Предводитель волков. Вампир - Александр Дюма 14 стр.


– Полно вам!

– Это так, монсеньор. Позвольте мне отлучиться, чтобы привести себя в порядок.

– Не стесняйтесь, дружище, – ответил сеньор Жан. – После сигнала тушить огонь можно принимать друзей без церемоний. К тому же, приятель, есть дела поважнее.

– Что же, монсеньор?

– Привести в чувство госпожу Маглуар. Вы же видите, она без сознания.

– Без сознания! Сюзанна без сознания! О боже мой! – воскликнул толстячок, ставя свечу на камин. – Как могло случиться такое несчастье?

– Погодите, погодите, мэтр Маглуар, – сказал сеньор Жан, – прежде всего нужно устроить вашу жену в кресле. Неудобно лежать – для женщины без чувств хуже всего.

– Вы правы, монсеньор, переложим госпожу Маглуар в кресло… О Сюзанна! Бедная Сюзанна! Как с тобой могла приключиться такая неприятность?

– Уж не подумайте, дорогой друг, чего-нибудь нехорошего, увидев меня здесь в такое время.

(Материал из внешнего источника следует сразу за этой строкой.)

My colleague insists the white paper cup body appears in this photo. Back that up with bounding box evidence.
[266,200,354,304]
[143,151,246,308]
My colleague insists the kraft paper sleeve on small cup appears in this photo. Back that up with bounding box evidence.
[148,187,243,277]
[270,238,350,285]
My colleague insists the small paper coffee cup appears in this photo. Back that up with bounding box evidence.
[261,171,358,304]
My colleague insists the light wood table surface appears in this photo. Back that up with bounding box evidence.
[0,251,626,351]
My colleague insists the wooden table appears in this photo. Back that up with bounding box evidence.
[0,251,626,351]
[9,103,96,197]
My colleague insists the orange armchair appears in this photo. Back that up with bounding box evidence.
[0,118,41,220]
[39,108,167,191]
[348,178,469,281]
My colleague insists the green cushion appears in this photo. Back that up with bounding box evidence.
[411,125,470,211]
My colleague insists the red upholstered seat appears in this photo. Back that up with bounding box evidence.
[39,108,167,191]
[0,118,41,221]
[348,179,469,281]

– Я не посмею, монсеньор! – отвечал бальи. – Дружба, которой вы меня удостоили, и добродетель госпожи Маглуар – других гарантий и не нужно, чтобы в любое время дня и ночи мое бедное жилище было почтено честью принимать вас.

– Трижды дурак! – пробормотал Тибо. – Только если, наоборот сказать, не дважды хитрец… Но неважно! – добавил он. – Посмотрим, как ты станешь выкручиваться, сеньор Жан.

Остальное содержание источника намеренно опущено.